6. Choose one artist above to
develop new teaching strategies which incorporate technology into an art lesson
(at least use some forms of technology learned in class, such as digital media
‐blogging, animation, movie and image making for art making).
Find
two dichotomies and create a digital image that puts these things in direct
conflict with each other.
Cory Arcangel
1. The artist’s background
(personal, artistic, and social contexts)
Cory Arcangel (born May 25, 1978) is a Brooklyn, New York artist who makes
work in many different media, including drawing, music, video, performance, and
video game modifications,
for which he is perhaps best known. Arcangel
often uses the artistic strategy of appropriation,
creatively re-using existing materials such as dancing stands, Photoshop
gradients, and YouTube videos to create new works of art.
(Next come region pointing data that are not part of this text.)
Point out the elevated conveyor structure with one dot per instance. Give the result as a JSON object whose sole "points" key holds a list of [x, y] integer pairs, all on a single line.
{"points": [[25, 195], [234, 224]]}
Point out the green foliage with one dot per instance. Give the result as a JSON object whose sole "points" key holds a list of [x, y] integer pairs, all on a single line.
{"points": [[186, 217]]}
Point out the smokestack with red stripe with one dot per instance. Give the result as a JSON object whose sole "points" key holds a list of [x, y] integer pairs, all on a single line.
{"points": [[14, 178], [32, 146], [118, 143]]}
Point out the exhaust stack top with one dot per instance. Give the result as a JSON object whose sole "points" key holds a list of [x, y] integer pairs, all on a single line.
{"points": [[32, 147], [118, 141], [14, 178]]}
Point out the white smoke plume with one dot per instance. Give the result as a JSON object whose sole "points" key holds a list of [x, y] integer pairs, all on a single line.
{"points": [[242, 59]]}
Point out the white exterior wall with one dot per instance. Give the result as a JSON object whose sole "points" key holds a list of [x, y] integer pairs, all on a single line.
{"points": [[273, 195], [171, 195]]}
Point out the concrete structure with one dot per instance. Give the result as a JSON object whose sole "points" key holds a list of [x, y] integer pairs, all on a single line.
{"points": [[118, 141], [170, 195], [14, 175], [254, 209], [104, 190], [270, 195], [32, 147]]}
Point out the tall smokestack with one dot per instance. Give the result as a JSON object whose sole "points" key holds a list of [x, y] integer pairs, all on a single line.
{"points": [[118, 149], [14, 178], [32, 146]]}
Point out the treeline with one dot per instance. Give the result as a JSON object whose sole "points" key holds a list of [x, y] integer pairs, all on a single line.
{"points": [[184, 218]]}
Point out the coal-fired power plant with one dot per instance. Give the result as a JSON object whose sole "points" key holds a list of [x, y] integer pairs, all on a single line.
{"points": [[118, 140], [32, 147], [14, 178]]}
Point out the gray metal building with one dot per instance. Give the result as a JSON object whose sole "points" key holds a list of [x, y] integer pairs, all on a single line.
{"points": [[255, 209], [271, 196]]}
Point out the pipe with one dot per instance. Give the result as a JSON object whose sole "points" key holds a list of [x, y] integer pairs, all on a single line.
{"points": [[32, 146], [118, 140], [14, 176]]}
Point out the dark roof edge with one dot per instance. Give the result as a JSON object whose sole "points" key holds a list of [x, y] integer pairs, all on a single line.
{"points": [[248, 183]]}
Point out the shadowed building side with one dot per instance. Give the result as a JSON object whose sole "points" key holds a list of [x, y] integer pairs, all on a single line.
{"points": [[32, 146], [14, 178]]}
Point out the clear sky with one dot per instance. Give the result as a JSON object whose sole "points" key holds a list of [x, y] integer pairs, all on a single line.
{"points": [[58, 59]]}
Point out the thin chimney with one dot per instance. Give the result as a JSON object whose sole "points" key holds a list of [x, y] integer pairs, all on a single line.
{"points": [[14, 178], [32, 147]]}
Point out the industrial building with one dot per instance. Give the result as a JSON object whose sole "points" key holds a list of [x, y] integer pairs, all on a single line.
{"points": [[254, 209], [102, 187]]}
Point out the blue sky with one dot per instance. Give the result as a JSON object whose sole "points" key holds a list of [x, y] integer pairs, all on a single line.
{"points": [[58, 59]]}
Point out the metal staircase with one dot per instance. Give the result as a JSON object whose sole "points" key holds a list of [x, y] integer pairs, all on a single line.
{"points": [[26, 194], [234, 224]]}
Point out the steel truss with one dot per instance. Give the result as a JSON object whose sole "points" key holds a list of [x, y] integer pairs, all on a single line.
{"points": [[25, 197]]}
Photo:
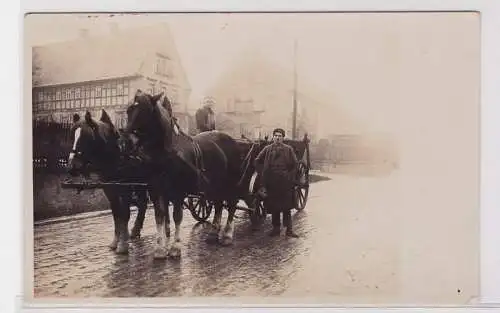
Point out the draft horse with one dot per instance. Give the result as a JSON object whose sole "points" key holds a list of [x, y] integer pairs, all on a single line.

His work explores the
relationship between technology and culture.
2. The big idea and key concepts
(what is the work about?)
His
work is about repetition in a digital age.
Most of his work deals with the ever repeating pattern of our
technology, namely gaming and technology as a whole.
3. Boundaries (Media, subject
matter, visual form, techniques)
Arcangel
is limited to a digital media pattern of work.
His subject matter varies from repetition to try and fail types of
work. He uses hacked video games, sound,
digital performance, and basic photoshop elements to create his work
4.
The key artwork(s) (include title, year,
medium, and insert links if needed)
One example is Super Mario Clouds (2002), a
modified version of the Super Mario
Bros. video game for Nintendo's NES game console in which all of the
game's graphics have been removed, leaving only a blue background with white
clouds scrolling slowly from right to left.
5.
The artist’s art making practices
·
Knowledge (how does the artist
acquire knowledge?)
Through
the systematic examination of our digital culture and regression as a society
·
art making problem (how to
investigate and express the idea?)
o
Technical strategies (i.e. limit
color choices or only use secondary colors)
Arcangel simplifies our media
down to it’s smallest portion as an exploration of the overall media itself.
o
Conceptual strategies (i.e.,
play as a conceptual strategy for experimenting, pretending, an risk taking)
By erasing the functional part
of video games, Arcangel takes the most interesting and interactive part out of
our hands and allows us to disconnect and enjoy the media in a different
manner.
6.
Choose one artist above to develop new teaching strategies which incorporate technology
into an art lesson (at least use some forms of technology learned in class, such
as digital media ‐blogging, animation, movie and image making for art making).
Using
a website like Sploder.com create a video game that consists of at least three
levels, is visually interesting, and challenging.